She began assisting her mother in the lab at the Institute of Radium at the University of Paris when she was 21. That's where she met a young chemical engineer named Frédéric Joliot; they were married in 1926, and in 1935, the husband and wife team won the Nobel Prize in chemistry, for artificially creating radioactive elements. Unfortunately, like her mother, Joliot-Curie developed leukemia as a result of her close work with radioactive substances; she died in 1956, at the age of 58.
Elizabeth Barrett and Robert Browning eloped on this date in 1846. They had been courting in secret for a year and a half, through the mail, unbeknownst to her father. It had begun when Browning (books by this author) wrote Barrett (books by this author) a gushing fan letter, saying, "I love your verses with all my heart, dear Miss Barrett ... and I love you too." She wrote a long letter in return, thanking him and asking him for ways she might improve her writing. Barrett was an invalid, and was reliant on morphine, and it was some months before Browning convinced her to meet face to face. Barrett's father didn't like Browning, and viewed him as a fortune hunter.

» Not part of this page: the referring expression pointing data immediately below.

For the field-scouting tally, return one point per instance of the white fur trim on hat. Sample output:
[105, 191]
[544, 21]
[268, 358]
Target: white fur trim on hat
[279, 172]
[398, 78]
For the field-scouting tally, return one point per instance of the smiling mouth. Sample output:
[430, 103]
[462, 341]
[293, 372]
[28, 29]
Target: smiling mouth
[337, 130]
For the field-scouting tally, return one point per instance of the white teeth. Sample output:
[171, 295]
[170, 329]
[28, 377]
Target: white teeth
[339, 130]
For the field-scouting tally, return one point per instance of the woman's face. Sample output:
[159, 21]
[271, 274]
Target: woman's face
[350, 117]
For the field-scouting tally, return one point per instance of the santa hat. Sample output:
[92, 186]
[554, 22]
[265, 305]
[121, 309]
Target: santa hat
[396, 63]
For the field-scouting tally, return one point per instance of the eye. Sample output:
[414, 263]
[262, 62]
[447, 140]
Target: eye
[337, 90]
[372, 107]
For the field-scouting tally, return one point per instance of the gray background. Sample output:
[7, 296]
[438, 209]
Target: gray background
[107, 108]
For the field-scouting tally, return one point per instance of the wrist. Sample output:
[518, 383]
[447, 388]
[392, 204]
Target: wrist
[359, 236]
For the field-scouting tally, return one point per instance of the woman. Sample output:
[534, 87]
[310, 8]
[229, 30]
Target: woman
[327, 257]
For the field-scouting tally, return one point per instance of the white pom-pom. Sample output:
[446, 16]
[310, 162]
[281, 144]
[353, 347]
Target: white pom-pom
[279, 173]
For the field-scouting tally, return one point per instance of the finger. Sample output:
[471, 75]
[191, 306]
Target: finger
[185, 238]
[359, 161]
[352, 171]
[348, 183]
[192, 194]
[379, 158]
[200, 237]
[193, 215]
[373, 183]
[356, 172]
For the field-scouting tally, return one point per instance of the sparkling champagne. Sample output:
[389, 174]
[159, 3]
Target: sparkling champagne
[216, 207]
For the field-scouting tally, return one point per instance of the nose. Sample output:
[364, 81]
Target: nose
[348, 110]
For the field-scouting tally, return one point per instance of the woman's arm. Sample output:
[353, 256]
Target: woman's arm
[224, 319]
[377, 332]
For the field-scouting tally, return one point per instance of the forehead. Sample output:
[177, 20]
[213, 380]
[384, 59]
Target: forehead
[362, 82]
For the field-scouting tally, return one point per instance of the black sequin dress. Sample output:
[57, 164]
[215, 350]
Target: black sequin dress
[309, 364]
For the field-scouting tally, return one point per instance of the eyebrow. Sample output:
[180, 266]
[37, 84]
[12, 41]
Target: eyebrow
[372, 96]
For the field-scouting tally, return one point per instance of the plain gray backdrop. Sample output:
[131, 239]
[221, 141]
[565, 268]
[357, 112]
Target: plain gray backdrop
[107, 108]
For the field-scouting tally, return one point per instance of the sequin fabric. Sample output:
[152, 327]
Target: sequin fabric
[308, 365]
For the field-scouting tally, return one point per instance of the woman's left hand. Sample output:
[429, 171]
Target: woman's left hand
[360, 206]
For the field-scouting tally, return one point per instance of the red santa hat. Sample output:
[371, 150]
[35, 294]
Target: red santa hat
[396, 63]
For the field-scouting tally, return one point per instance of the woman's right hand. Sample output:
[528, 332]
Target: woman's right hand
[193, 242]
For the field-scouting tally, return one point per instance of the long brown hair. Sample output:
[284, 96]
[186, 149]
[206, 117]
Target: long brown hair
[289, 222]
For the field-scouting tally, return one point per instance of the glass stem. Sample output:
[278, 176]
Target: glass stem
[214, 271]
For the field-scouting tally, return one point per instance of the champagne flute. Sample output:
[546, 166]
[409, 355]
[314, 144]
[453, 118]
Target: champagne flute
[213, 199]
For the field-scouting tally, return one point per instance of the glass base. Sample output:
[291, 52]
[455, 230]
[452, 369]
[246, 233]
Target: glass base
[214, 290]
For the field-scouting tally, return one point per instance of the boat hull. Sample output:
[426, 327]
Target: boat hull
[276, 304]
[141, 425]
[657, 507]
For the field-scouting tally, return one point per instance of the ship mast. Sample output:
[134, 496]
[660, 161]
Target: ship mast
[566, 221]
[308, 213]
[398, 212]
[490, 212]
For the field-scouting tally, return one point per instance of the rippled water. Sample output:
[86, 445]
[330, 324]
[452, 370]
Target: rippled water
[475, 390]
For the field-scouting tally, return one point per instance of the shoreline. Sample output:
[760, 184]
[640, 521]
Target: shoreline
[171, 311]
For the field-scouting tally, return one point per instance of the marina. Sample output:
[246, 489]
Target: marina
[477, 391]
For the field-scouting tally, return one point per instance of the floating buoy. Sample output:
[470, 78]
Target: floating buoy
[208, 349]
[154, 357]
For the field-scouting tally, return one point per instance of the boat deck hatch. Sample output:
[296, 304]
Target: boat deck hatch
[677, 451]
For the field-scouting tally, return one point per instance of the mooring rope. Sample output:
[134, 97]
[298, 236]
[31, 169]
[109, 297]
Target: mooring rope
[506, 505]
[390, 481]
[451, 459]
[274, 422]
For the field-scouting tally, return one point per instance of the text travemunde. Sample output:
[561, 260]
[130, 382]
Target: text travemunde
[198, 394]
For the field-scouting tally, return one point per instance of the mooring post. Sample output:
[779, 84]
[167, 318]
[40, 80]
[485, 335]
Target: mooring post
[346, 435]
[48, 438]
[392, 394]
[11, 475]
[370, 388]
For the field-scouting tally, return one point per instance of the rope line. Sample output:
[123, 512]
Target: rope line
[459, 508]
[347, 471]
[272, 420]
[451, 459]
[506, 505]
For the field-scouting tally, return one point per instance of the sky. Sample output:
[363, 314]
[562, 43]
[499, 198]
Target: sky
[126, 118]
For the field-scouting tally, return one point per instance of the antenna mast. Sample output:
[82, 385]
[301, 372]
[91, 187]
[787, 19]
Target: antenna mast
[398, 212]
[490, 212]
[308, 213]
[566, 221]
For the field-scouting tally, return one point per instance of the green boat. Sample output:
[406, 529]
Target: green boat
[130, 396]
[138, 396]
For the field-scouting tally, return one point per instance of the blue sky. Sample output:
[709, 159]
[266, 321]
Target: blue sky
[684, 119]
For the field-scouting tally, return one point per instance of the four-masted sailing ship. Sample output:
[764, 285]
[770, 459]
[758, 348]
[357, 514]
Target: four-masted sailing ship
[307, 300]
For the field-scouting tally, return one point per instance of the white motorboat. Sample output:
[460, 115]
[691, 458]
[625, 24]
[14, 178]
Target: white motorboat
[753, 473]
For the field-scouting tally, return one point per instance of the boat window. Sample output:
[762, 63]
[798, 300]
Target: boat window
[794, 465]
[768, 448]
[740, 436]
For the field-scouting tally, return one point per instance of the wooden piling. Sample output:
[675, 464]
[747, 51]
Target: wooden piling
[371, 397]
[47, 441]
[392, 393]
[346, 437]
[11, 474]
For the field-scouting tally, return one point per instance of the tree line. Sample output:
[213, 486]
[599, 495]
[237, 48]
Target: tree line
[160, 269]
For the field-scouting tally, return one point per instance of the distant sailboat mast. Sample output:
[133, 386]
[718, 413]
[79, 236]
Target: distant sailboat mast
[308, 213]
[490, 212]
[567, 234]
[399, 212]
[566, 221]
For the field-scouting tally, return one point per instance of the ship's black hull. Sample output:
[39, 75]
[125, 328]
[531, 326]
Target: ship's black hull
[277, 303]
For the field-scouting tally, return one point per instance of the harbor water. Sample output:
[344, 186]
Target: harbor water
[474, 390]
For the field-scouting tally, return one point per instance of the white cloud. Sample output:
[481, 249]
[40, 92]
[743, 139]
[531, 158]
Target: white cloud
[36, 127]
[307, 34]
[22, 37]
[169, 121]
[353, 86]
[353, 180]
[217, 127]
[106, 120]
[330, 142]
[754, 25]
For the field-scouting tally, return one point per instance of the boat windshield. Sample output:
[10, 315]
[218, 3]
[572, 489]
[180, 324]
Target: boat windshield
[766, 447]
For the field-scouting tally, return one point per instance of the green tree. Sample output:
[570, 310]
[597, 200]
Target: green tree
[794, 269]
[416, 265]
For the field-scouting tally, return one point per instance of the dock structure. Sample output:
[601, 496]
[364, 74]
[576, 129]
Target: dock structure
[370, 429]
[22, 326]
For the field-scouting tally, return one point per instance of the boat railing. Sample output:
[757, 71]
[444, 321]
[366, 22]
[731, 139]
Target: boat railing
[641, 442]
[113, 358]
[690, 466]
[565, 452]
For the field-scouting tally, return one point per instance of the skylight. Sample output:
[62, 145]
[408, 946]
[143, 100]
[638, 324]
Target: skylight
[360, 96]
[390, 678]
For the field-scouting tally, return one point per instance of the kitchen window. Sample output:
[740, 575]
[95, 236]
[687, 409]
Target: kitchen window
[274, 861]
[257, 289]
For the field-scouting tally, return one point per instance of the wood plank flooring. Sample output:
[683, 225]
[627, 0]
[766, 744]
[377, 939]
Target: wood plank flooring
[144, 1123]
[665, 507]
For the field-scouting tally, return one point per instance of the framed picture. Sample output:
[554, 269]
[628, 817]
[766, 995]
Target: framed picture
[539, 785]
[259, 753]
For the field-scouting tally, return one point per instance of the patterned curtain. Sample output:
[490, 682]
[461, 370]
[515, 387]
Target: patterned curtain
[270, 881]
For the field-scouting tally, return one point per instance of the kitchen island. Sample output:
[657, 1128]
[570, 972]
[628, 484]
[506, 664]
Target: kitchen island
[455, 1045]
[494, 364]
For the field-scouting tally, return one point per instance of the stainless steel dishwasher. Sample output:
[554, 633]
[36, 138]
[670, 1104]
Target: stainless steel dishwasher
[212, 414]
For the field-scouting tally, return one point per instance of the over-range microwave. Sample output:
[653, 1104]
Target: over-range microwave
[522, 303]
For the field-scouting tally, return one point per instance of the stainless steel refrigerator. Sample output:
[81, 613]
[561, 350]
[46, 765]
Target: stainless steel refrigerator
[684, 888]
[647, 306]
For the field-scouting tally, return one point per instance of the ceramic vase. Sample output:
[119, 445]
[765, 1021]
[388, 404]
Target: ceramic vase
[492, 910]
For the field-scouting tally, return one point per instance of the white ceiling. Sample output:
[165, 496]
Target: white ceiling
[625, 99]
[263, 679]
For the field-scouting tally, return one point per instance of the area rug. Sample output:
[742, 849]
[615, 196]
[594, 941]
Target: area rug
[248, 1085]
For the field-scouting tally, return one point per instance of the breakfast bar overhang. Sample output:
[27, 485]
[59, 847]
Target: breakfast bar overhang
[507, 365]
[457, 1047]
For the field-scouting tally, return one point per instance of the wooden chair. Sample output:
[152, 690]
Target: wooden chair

On the day of the wedding, Browning posted another letter to Barrett, which read, "Words can never tell you, however, — form them, transform them anyway, — how perfectly dear you are to me — perfectly dear to my heart and soul. I look back, and in every one point, every word and gesture, every letter, every silence — you have been entirely perfect to me — I would not change one word, one look." They were married at St. Marylebone Parish Church, and Barrett returned to her father's house, where she stayed for one more week before she ran off to Italy with Browning. She never saw her father again. After the wedding, she presented Browning with a collection of poems she'd written during their courtship. It was published in 1850 as Sonnets from the Portuguese.